At the very end of the hallway is a last door that resembles the others. The soldier sees the man stop in front of him, his hand on the porcelain knob. When the soldier reaches him, the man quickly opens the door to let the soldier in first, walks in after him and closes the door behind them.

They are standing in a small room, its only illumination a bluish gleam which comes from outside through the six panes of a window that has neither shutters nor curtain. The soldier walks over to the bare panes. He sees the empty street, uniformly white with snow. His hand is resting on the porcelain window fastening which is smooth and cold under his palm. The fastening is not closed, the two leaves of the French window are only pushed shut. They open of their own accord without any effort, by the mere weight of the arm pressing against them. The soldier leans out. It is no longer snowing. The wind has fallen. The night is calm. The soldier leans out a little farther. He sees the sidewalk, much farther down than he expected. Clinging to the sill, he sees beneath him the vertical series of successive windows, and at the bottom the doorway to the building, and the white stoop lighted by the nearby street lamp. The door itself, slightly recessed, is not visible. There are footsteps in the fresh snow, tracks of heavy boots which, coming from the left along the buildings, lead to the doorway and end there just beneath his eyes. A vague mass moves in the doorway. It looks like a man in a cloak or a military overcoat. He has stepped onto the stoop and his body is pressed against the door. But the part of his body outside the doorway clearly reveals a shoulder with a buttoned tab, a bent arm holding under the elbow a rectangular package the size of a shoe box.

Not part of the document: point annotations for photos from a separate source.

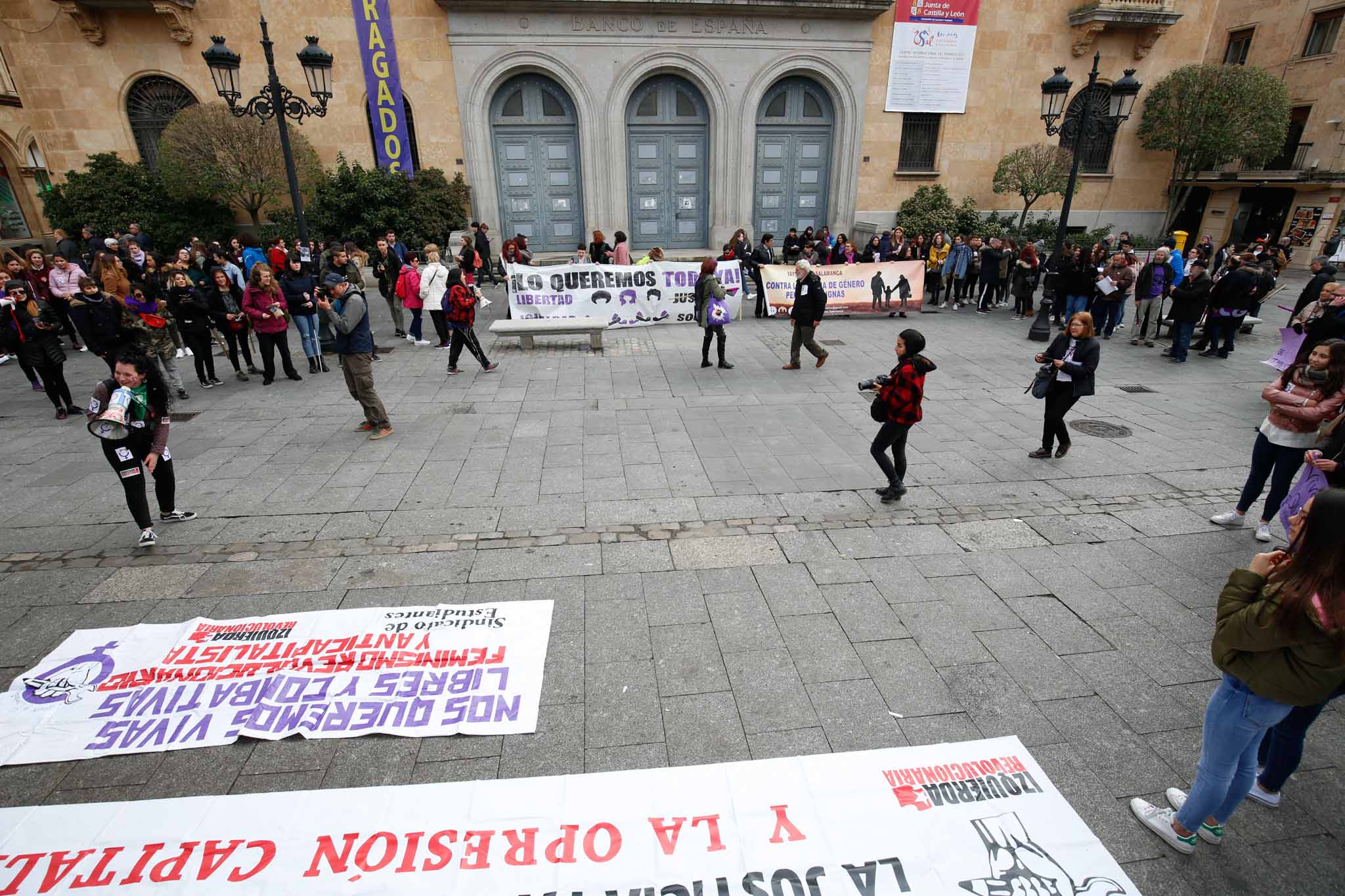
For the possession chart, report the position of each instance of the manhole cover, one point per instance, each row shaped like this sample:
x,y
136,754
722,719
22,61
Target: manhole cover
x,y
1101,429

"You don't look as if you were feeling very well," the man says as he comes toward him. The soldier has sat down on the first chair his hand encountered behind him. The man, who had gone to look for something at the back of the room, has returned holding in his arms a rather large bundle difficult to identify in this lunar half-light: cloth . . .

"You don't look as if you were feeling very well."

"I don't know . . . the soldier answers passing his hand across his face, "no . . . it's nothing." His other hand has remained in his overcoat pocket. He readjusts the package in the crook of his elbow. He sees the vertical series of successive windows, each one with a white line at the bottom of the snowy window recess, the vertical series of parallel rungs descending to the stoop—like a falling stone. He stands up and walks mechanically behind the man who is heading for the door. He is holding bedclothes under his arm. In the hallway, the light has gone out again.

They are standing in a long room lighted with blue electric bulbs. There are beds lined up on each side against both walls: on the left, a bare partition and on the right a series of equidistant windows whose six panes are covered with paper. The windows seem to be level with the wall, without the slightest inside recess; only their dark color distinguishes them; since the wall around them and the paper neatly covering each pane are of the same pale shade, in this blue light they look like imitation windows: a heavily drawn rectangle divided into six equal squares by thinner lines: a vertical central axis and two horizontals which cut it into thirds. Coming from the total darkness of the hallway, the soldier advances without difficulty between the two neat rows of metal beds; this dim lighting is enough for him to distinguish clearly the outline of things.